CVE-2026-0933

Name of the Vulnerable Software and Affected Versions Wrangler versions prior to 3.114.17 Wrangler versions prior to 4.59.1 Wrangler version 2 (EOL)

Description A command injection issue exists in the

wrangler pages deploy

command. The issue occurs because the

--commit-hash

parameter is passed to a shell command without proper validation, allowing an attacker who controls the

--commit-hash

parameter to execute arbitrary commands on the system running Wrangler. The

commitHash

variable, obtained from the

--commit-hash

command-line argument, is directly interpolated into a shell command using template literals.
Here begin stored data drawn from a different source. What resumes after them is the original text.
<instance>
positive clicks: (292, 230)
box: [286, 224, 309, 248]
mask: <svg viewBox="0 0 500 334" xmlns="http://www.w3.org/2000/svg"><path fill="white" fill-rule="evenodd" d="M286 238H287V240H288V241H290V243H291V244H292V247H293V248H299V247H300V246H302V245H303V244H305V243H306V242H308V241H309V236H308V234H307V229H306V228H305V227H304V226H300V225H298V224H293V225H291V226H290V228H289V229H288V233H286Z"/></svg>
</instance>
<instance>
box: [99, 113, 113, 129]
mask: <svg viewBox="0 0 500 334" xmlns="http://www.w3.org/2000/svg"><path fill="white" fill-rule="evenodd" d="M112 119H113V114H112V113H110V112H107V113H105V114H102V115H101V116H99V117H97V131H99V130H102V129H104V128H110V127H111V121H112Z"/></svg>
Shell metacharacters are interpreted by the shell, enabling command execution. This primarily affects CI/CD environments where

wrangler pages deploy

is used in automated pipelines and the

--commit-hash

parameter is populated from external sources. An attacker could potentially run shell commands, exfiltrate environment variables, or compromise the CI runner. The API Endpoint is

wrangler pages deploy

and the Vulnerable Parameter is

--commit-hash

.

Recommendations Wrangler versions prior to 3.114.17 should be upgraded to Wrangler version 3.114.17 or higher. Wrangler versions prior to 4.59.1 should be upgraded to Wrangler version 4.59.1 or higher. Users on Wrangler version 2 (EOL) should upgrade to a supported major version.